Wednesday 5th Feb

A lovely evening, sitting out in the garden enjoying s Chittagong peg of excellent local gin and tonic. The night air was cool, but a fire burned in an open brazier / fire pit and kept us warm. Dinner was a delicious tali followed by a cold rice pudding and a jalab.

A good night’s sleep followed and we arose at 6.30 for a good breakfast at 7.30. I had muesli, a cheese and chilli omelette and some toast. The weight is piling on! Then we drove to the Mehrangarh Fort which is situated on a red sandstone outcrop above the city. It is spectacular and I was itching to explore. Our guide seemed to take an eternity to get the tickets, but then we were off. This time Christine came as well. There is a lift to the top so the 2 claustrophobics went first with Christine as carer. It wasn’t too bad, but it was good to emerge blinking in the light t the top. The fort dates from around 1459 with more recent bits added and is quite stunning. Inside its boundaries there are several palaces known for their intricate carvings and expansive courtyards. We wandered through them taking pictures and admiring the incredible craftsmanship. We came out into a large courtyard with trees. It was very pleasant walking up through it and towards a Hindu temple at the far end. Here a priest was accepting offerings and putting bindis on foreheads. Worshippers were ringing bells and burning incense. The temple dates from about 1460.

We walked back in the warm sunshine and then back into the building to look at the displays of palanquins, howdahs, and armoury, before making our way down the steep road out of the fort,passing between the thick walls and numerous gates. We arrived in time at the place where we were meeting the others, but there was no sign of them. We went to sit in the sun and I went out to the car park, but still no sign. I wasn’t worried as I doubt if Mark would leave us, but I was puzzled. I went back up into the fort – still no sign. Eventually, half an hour later, they materialised from the lift. It seems that some of the halt and lame had taken a bit longer to go around the rooms – fair enough.

Back in the car park we got onto tuk-tuks and headed into the old blue city. I have observed before that there is something especially frightening about being driven by someone who has a firm belief in reincarnation and that fear does not dim with time. We careered down very narrow streets praying that thy were one way, but of course they weren’t. Passengers on motorbikes or in other tuk-tuks all but joined us in ours as we squeezed between them and shopfronts/walls and other impenetrable street furniture. At last we stopped outside a temple (and frankly I was prepared to make an offering to Shiva in thanks for sparing our lives)and we walked down into the textile part of the town and into a shop. SNAP. The trap shut and for the next two hours we saw some fabulous fabrics, but received unremitting sales patter. It was entertaining, but I confess I got bored and headed out to wander the back ways of the town. I encountered an elephant amongst other things and generally enjoyed dicing with death as motorbikes, tuk-tuks and other vehicles tried to take over my piece of road. The noise, colour, and smell are a heady mix and I just love it!
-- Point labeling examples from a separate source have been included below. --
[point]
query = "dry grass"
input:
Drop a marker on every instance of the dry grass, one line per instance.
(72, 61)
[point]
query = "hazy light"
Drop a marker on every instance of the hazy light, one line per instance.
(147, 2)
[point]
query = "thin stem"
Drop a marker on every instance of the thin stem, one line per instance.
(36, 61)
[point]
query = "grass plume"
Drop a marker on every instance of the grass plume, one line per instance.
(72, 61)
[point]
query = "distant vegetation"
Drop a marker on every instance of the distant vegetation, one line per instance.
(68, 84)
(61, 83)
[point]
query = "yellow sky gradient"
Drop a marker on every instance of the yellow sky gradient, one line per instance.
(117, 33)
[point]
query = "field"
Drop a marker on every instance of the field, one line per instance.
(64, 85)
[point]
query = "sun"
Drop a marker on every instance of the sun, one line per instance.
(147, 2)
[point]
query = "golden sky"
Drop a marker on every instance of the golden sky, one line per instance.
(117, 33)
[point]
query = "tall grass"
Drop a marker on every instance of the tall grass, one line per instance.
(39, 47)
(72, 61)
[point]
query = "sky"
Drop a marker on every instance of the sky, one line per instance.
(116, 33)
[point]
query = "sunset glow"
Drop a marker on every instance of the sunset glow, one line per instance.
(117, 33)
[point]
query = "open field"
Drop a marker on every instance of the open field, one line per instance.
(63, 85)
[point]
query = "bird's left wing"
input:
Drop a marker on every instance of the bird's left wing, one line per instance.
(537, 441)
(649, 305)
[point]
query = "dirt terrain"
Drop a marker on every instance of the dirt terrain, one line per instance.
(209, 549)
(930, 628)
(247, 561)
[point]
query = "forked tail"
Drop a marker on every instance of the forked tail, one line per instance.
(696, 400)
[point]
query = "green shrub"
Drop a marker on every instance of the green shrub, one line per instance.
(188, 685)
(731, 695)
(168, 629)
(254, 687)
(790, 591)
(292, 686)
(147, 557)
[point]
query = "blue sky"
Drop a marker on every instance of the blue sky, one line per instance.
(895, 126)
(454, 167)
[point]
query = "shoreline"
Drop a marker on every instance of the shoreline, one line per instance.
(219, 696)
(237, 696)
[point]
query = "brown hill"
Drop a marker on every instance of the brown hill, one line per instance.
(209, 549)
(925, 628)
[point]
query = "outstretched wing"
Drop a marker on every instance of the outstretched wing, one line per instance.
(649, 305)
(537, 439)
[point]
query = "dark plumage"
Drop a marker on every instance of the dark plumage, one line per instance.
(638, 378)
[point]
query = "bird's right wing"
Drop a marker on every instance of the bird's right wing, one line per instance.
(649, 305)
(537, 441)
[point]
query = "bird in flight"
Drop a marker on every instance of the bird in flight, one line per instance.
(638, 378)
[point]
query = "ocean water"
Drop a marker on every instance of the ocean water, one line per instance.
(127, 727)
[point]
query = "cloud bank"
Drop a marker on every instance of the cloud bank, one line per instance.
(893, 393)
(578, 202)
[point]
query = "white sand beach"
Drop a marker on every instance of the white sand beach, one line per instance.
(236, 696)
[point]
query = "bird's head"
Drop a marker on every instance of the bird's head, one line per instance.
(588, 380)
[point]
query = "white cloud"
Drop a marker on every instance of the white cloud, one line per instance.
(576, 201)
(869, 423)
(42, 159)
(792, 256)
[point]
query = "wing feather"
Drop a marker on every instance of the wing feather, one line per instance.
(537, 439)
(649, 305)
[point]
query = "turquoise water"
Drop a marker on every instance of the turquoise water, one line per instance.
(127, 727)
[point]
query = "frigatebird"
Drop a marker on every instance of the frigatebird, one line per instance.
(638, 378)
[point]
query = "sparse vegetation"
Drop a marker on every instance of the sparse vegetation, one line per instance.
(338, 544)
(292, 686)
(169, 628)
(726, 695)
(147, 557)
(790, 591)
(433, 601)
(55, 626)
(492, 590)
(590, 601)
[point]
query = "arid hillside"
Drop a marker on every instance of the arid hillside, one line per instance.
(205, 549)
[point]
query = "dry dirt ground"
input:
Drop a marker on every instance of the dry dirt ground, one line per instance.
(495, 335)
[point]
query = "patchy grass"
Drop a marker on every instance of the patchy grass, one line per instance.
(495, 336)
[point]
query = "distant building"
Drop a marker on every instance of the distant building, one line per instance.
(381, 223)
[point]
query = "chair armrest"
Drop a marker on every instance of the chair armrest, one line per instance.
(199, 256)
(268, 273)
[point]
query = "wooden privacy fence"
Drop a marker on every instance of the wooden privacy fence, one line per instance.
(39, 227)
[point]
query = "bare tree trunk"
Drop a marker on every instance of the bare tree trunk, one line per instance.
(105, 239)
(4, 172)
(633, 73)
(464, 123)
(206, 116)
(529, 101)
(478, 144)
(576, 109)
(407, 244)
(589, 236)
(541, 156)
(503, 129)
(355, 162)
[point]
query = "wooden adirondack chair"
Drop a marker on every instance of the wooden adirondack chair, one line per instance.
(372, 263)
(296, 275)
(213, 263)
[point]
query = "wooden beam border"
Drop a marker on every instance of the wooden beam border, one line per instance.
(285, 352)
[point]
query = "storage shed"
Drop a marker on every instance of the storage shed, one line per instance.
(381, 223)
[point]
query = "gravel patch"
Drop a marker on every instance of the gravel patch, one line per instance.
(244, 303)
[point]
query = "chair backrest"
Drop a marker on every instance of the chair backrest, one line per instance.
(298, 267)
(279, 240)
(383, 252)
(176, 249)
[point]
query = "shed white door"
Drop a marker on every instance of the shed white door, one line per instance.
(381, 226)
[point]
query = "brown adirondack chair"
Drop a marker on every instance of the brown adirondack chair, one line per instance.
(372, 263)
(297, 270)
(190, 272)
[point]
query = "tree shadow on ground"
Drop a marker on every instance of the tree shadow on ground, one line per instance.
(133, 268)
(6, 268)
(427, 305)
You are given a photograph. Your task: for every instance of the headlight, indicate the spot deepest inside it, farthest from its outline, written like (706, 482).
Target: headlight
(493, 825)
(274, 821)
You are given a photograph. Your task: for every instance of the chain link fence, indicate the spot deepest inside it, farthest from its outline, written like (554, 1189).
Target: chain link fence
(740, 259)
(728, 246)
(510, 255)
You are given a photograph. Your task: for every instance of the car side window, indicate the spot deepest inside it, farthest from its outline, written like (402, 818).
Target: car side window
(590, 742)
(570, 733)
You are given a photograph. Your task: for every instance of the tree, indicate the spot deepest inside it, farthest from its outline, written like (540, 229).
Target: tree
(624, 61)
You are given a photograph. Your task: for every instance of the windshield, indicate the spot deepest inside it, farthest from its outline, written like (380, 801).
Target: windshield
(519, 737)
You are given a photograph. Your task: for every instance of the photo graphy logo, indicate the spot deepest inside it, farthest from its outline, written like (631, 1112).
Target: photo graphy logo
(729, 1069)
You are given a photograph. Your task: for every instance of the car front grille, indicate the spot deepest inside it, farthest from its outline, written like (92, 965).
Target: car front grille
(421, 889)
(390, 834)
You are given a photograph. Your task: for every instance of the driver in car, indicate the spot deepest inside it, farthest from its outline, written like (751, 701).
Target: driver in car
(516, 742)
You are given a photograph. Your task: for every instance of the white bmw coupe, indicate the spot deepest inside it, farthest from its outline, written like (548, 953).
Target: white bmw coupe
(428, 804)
Christine ended up buying three beautiful pieces of cloth for what seemed a very good price and , no doubt, our guide got his commission.

Back in the tuk-tuks, we drove relentlessly towards Toorji’s step well built in the 1740s by the consort of the local maharaja so that the local women did not have so far to travel to get water. Recently it has been very well restored.

More tuk-tuk mayhem and we regained the calmer atmosphere of the coach which took us to a late lunch in an oasis of calm called the Kasa Bagh which was like a minor palace. The food was delicious and very reasonably priced, considering the grandeur of our location.

From there we drove to the Umaid Bhagwan Palace Museum, which is a fairly recently built palace. It is now part museum and part hotel. And to be honest wasn’t that interesting, but had fantastic views over the surrounding area and some quite interesting clocks and other domestic bric-à-brac from the last century.

We were glad to arrive back at our fabulous hotel and have shower and relax before joining the talented lady of the house in the garden as night fell. She was charming and obviously substantially wealthy as her husband is a talented horseman and plays polo. Other joined us and we enjoyed some G&Ts before going in to dinner. This time the chef wanted to give us his continental cooking. Frankly that man could have given us his Moon and minor planets cooking and I’d have eaten it and asked for more. His mushroom soup was delicious and the cheese steak (yes, steak) in a rich tomato sauce was wonderful. His chocolate brownie was darned good and all. Now we only have breakfast tomorrow to enjoy his amazing cooking! We must come back!